I'd be in favor of bringing this to v1.3. Are there other
dependencies / would it be difficult?
Begin forwarded message:
From: "Open MPI" <b...@open-mpi.org>
Date: June 8, 2009 11:31:20 AM PDT
Cc: <b...@osl.iu.edu>
Subject: Re: [Open MPI] #1927: v1.3 COMM_SPAWN loop test fails after
~120 spawns
#1927: v1.3 COMM_SPAWN loop test fails after ~120 spawns
-----------------------
+----------------------------------------------------
Reporter: jsquyres | Owner: rhc
Type: defect | Status: closed
Priority: critical | Milestone: Open MPI 1.3.4
Version: 1.3 branch | Resolution: fixed
Keywords: |
-----------------------
+----------------------------------------------------
Changes (by rhc):
* status: new => closed
* resolution: => fixed
Comment:
This was due to a very tight loop on comm_spawn not giving enough
time for
the prior proc to completely terminate (and thus free its file
descriptors) before the next proc was launched. Eventually, we
built up a
backlog of terminations to process and ran out of fd's.

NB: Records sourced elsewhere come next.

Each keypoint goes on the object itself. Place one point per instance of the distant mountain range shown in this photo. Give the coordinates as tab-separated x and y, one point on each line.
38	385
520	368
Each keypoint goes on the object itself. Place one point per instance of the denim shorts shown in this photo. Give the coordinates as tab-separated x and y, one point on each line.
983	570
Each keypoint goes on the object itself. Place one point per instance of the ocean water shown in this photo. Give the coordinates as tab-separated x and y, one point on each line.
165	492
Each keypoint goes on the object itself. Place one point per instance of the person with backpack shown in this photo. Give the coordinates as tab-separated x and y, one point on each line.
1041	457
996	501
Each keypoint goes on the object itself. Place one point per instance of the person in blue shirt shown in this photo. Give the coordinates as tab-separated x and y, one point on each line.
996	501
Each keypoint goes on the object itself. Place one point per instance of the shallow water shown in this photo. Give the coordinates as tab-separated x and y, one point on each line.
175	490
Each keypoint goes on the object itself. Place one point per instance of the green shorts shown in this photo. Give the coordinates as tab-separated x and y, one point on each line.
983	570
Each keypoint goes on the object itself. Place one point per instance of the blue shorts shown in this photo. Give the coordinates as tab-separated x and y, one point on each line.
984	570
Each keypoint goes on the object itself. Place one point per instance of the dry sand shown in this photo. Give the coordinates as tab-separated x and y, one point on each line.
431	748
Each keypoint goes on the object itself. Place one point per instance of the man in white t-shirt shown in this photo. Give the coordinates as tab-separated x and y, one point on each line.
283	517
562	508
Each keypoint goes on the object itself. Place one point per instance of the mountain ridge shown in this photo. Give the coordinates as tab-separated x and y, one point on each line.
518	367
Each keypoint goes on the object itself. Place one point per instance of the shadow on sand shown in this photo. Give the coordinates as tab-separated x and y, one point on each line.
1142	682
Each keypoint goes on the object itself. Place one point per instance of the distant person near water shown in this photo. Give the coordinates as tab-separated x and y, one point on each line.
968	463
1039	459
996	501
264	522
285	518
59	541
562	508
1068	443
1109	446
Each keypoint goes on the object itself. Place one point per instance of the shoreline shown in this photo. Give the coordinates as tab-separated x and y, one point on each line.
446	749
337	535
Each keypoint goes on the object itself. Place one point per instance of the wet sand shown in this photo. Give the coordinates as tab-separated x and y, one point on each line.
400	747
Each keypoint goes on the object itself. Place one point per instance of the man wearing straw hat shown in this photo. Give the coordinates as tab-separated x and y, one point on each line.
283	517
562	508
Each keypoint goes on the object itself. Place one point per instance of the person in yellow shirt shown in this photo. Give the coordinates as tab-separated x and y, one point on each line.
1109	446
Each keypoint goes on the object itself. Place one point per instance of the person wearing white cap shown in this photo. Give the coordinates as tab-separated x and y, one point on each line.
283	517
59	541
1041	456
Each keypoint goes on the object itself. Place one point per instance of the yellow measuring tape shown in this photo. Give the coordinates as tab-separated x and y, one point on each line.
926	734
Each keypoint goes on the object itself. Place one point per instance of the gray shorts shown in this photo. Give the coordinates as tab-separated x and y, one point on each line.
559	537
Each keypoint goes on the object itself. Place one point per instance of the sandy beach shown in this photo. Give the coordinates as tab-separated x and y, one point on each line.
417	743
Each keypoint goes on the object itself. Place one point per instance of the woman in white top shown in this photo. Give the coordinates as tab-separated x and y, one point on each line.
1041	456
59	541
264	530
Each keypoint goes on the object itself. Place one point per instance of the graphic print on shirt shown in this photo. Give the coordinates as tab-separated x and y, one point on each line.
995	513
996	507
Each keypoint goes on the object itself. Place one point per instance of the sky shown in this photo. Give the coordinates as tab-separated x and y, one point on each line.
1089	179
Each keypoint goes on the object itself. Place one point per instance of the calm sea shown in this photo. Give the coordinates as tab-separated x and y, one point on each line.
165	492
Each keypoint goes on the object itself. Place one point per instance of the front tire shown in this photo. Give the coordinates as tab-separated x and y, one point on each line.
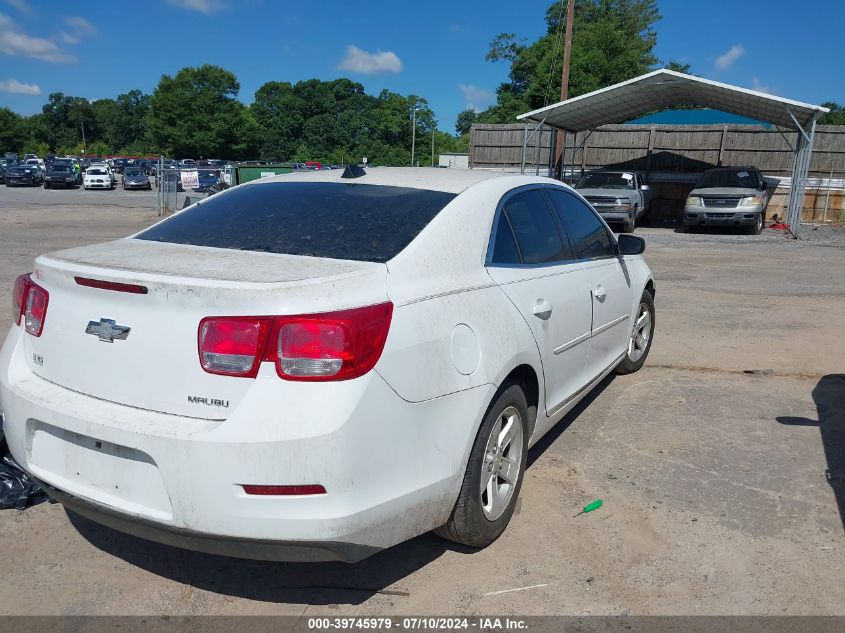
757	228
642	333
494	472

We introduced a check-and-delay in the code that detects we don't
have
enough fd's to launch another proc, and then waits a second to see if
enough become free before aborting.
Fixed in trunk - can see if we want to bring it to 1.3.
--
Ticket URL: <https://svn.open-mpi.org/trac/ompi/ticket/1927#comment:3>
Open MPI <http://www.open-mpi.org/>
--
Jeff Squyres
Cisco Systems